Statistics of Internal Elastic Fields of 3D Dislocations Systems: Computational Modeling and
Comparison with X-ray Measurements
Anter A. El-Azab, Associate Professor
Department of Scientific Computing, College of Arts and Sciences
Materials Science Program
Florida State University
Dirac Science Library
Tallahassee, FL 32306-4120
I will present a theoretical formulation and a simulation technique for the statistics of internal
elastic field of 3D dislocation systems in deforming crystals. The dislocation realizations are
generated by the method of dislocation dynamics simulation and their internal elastic fields in
the simulation volume is computed using an exact formulation of the stress boundary value
problem.

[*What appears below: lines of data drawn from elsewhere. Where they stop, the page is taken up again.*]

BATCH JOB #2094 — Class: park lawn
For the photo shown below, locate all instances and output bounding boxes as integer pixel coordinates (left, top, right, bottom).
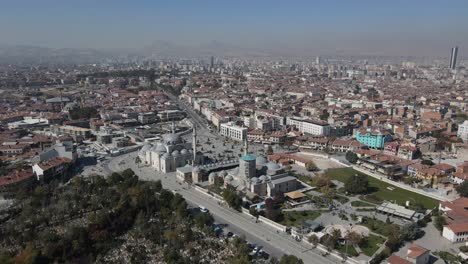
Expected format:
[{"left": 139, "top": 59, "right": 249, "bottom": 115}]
[
  {"left": 351, "top": 201, "right": 376, "bottom": 207},
  {"left": 335, "top": 243, "right": 359, "bottom": 257},
  {"left": 279, "top": 211, "right": 321, "bottom": 227},
  {"left": 359, "top": 234, "right": 385, "bottom": 257},
  {"left": 326, "top": 168, "right": 439, "bottom": 209},
  {"left": 296, "top": 174, "right": 315, "bottom": 187},
  {"left": 361, "top": 217, "right": 396, "bottom": 237}
]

Since the internal elastic fields of dislocations are highly fluctuating within the
crystal volume under consideration, we use probability density functions as well as pair
correlation functions to model their statistics. These statistical measures are established as
first and second order ensemble averages of internal stress with respect to a generalized
probability distribution function of dislocations. The statistical properties of the internal
stress, elastic strain, lattice rotation, lattice curvature tensor and dislocation density tensor in
dislocated crystals will be presented. A comparison with submicron resolved X-ray
measurements of lattice rotation and dislocation density tensor will be shown.